The School for the Talented and Gifted in Pleasant Grove breaks new ground in many ways, the most prominent that it’s the first such school in Pleasant Grove and the district’s first Dual-Language TAG campus.
On Nov. 2, the new school celebrated its official dedication. Just like the school’s curriculum, speakers gave remarks in both English and Spanish.
Principal Ruby Ramirez said the school develops a strong pride for bilingual education that goes further than programs in traditional school settings.
“The energy behind our program is what pushes us to not only challenge the status quo, but create buy-in from all of our leaders, many of whom are present this morning, that would otherwise not exist,” Ramirez said.

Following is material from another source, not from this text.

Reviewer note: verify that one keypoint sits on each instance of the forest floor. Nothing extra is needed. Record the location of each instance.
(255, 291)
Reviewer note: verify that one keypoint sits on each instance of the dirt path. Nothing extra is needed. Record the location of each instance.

District 4 Trustee Jaime Resendez praised the school for offering a high-quality school choice in Pleasant Grove.
“We know that we have talented students all over this district,” Resendez said. “We know we have very, very intelligent students in this community.”
He thanked Ramirez and her staff for developing the school and creating a welcoming environment, and thanked parents for their support of the new school.
“Focus on your studies,” he told students. “Read every single day. Our city needs you, our world needs you, our state needs you. You will always represent Pleasant Grove in a very positive manner.”
Chief Academic Officer Ivonne Durant said Dallas boasts extremely talented children, and there is a core of that talent in Pleasant Grove.
She acknowledged parents for putting their trust in the district, the new school and its teachers. She also noted the work it takes to launch a new school.
“Opening a new school is not easy,” Durant said. “You wonder, ‘What did I get myself into?’ And then you see the children come in, and you say, ‘This is why I did it. I believe in my children. This is pioneer work that is not being done in many places.’ ”
Parent Victor Aguilera said the school represents a new direction for the community.
“As Hispanics, we are a proud people,” Aguilera said. “We push our kids to do better, but not really guiding them to where we want them to be. The school shows a commitment from Dallas ISD, shows that our kids have a different opportunity, a different choice to move forward.”
Juan Bustamante, a fifth-grade science and social studies teacher at the school, was recently selected as its campus Teacher of the Year. He said he was born, raised, attended Dallas ISD schools and still lives in the community he grew up in.
He told students that their leadership will be important, because Latinos and African Americans are predicted to represent the majority of Americans for the first time by the year 2040.
“You are going to be between 28 and 31 years old,” Bustamante said. “You guys will be the first generation of students who will need to take on the responsibility of being the new leaders in science, technology, education, business, military, politics, math and any other careers you decide to pursue.”
He told students they should never give up, always try their best, not make excuses and always give 100 percent effort.
Ramirez echoed those sentiments before the ribbon was cut.
“It’s up to you to continue with your education,” she said. “Because that diploma is something no one can ever take away from you.”
A welcome was delivered by student Brisia Alderete. Fifth-graders performed a song, “Wade in the Water,” under the direction of music teacher Michael McFatter. The student broadcast team also streamed the dedication ceremony online, with students not inside the auditorium able to watch the event.